Conway, M.A. Pfaff, D. From the Couch to the Lab: Trends in Psychodynamic Neuroscience. Oxford
University Press, 2012.
From Dr Fotopoulou about the lecture: When right hemisphere stroke causes paralysis, striking
awareness deficits concerning the paralysed limbs may also occur. The study of ‘anosognosia for
hemiplegia’ (AHP; the apparent unawareness of paralysis) and somatoparaphrenia (the belief that
one's limbs belong to someone else) can provide unique insight into the mechanisms of action
awareness and body ownership, respectively. Such symptoms are more common
than previously thought and are a specific, negative prognostic sign, affecting patients recovery over
and above other cognitive and sensorimotor deficits. Unfortunately, experimental investigations of
such phenomena are scarce, clinical trials are non-existent and there is currently no available
treatment.
Methods. I will present single-case and group studies using novel bedside, experimental and clinical
approaches and lesion mapping to reveal the role of faulty motor forward signals, interoceptive
deficits and higher order deficits. Methods include creating visual illusions of movement via realistic
rubber-hands and providing sensorimotor feedback via video recordings and mirror-viewing.

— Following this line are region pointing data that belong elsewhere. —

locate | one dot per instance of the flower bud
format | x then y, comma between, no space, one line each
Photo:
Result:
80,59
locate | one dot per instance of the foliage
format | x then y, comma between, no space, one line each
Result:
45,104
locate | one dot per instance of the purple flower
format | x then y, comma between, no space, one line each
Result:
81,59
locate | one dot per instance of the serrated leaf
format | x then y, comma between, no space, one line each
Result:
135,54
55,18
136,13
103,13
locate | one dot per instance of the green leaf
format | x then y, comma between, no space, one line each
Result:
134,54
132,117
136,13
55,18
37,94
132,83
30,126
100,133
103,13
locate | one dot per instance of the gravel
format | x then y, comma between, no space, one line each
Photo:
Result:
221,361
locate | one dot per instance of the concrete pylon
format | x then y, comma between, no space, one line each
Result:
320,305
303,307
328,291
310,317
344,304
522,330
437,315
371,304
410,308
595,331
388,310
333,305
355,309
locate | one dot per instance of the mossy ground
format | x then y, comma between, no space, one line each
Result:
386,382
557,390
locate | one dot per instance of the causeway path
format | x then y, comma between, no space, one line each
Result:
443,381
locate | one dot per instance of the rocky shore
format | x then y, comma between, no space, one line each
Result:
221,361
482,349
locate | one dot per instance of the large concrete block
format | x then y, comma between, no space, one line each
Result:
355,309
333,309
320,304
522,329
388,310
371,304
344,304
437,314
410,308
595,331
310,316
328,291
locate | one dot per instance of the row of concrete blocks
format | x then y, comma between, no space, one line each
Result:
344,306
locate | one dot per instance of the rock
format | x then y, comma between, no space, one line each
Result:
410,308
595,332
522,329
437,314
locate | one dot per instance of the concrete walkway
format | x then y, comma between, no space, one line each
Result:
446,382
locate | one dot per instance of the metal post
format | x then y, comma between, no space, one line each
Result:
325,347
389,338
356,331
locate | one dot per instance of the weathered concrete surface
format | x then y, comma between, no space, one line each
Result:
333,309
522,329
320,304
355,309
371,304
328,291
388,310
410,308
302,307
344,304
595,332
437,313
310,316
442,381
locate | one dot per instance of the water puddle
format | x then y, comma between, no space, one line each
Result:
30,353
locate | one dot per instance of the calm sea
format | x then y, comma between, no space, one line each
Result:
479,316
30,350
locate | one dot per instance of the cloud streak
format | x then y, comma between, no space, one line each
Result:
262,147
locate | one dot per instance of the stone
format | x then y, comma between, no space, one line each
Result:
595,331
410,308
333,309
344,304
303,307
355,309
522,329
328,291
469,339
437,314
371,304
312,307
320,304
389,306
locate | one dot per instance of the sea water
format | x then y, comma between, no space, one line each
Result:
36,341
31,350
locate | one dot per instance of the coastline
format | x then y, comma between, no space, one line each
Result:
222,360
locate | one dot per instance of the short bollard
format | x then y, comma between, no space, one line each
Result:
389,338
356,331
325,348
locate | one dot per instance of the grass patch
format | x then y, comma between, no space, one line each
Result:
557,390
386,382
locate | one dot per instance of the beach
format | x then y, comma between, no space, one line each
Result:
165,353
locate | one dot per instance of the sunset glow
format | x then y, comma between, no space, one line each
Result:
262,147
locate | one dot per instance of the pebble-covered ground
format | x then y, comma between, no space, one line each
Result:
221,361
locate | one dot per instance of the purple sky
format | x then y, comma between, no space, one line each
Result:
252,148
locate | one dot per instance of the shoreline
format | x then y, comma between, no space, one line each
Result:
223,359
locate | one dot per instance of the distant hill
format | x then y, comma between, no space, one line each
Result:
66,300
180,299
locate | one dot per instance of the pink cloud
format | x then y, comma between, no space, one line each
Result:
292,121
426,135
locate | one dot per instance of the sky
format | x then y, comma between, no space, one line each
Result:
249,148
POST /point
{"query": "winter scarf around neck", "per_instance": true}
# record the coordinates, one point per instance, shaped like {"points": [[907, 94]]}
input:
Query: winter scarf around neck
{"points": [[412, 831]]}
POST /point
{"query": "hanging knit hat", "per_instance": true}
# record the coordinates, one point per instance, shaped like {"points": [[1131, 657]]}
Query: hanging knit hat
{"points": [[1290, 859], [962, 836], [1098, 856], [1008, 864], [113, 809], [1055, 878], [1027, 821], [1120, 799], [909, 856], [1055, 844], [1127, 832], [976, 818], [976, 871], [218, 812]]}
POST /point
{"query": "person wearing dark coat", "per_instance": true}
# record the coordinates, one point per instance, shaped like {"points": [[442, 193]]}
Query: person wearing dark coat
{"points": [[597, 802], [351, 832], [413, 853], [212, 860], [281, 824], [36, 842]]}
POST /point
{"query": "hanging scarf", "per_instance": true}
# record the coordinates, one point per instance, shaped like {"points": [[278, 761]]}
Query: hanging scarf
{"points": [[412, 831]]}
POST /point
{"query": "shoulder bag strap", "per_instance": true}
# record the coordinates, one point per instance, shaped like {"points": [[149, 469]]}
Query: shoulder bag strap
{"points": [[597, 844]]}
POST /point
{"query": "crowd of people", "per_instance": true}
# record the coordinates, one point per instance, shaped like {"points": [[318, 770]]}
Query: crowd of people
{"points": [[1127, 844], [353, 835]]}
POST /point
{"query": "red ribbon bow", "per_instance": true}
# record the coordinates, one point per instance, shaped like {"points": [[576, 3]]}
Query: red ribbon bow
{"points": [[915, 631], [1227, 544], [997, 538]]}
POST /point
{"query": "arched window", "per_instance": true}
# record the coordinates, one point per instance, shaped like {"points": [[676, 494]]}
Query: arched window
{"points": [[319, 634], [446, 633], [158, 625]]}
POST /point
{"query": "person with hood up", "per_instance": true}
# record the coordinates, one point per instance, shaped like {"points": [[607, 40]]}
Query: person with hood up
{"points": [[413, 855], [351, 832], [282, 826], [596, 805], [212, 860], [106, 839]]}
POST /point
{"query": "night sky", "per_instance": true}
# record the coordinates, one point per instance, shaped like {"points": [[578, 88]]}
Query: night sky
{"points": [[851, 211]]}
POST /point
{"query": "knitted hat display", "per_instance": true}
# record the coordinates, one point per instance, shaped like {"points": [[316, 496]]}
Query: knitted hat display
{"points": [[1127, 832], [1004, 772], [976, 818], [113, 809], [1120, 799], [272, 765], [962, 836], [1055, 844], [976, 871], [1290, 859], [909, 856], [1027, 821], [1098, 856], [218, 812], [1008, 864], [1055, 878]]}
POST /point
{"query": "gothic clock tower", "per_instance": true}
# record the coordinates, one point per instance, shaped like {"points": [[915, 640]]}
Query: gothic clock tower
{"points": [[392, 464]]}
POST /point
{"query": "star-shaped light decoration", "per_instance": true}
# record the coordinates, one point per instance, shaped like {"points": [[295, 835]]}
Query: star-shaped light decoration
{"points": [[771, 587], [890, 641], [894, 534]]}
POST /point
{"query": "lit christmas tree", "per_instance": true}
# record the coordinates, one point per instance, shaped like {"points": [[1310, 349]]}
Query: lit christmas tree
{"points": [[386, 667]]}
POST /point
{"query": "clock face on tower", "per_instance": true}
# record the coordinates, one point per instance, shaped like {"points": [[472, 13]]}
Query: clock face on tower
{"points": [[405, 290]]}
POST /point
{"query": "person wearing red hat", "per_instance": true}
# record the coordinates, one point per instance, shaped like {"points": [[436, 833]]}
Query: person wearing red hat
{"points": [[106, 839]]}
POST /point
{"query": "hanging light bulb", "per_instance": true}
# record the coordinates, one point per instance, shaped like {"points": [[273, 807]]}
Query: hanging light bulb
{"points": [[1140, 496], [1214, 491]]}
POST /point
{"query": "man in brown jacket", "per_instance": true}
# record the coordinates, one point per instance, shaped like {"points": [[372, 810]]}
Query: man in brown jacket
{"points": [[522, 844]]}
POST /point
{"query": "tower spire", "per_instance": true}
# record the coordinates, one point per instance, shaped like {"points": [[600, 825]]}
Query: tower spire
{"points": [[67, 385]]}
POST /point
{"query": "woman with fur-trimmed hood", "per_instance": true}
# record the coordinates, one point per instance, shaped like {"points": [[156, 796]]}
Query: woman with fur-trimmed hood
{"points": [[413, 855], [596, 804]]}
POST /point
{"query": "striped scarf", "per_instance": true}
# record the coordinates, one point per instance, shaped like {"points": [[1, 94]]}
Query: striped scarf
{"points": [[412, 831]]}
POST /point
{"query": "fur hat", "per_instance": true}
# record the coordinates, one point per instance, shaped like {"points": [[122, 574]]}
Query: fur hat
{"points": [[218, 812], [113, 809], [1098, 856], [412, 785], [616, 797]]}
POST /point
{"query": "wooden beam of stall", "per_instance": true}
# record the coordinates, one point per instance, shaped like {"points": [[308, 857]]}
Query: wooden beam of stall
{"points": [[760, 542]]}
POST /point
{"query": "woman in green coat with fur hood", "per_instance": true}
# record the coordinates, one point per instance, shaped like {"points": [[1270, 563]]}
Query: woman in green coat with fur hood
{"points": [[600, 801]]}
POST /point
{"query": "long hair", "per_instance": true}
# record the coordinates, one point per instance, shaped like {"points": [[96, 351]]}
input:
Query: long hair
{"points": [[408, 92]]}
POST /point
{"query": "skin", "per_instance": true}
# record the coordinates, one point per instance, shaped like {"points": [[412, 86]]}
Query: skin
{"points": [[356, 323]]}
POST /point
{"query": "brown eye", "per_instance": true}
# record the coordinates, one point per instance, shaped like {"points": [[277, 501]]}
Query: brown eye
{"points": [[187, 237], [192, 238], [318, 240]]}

Results and Discussion. The results suggest that that motor forward signals may have a profound
influence on the on-line representation of one’s actions. Other lesions in cortical and subcortical
areas, e.g. insula, basal ganglia, parietal cortex and the limbic system also contribute to
unawareness. Body ownership is differentially influenced by 1st and 3rd perspectives on the body and
the latter can be used as simple, non-invasive and cheap psychophysical manipulations that can
cause unprecedented symptom reversal in post-stroke symptoms previously considered intractable.
This work offers potential for a major emphasis change in clinical treatment of higher-order deficits
following stroke. I will discuss the potential transition from behavioral adaptation and psychological
adjustment to targeted cognitive and behavioural training capable of leading to structural and
functional reorganisation and `plasticity'.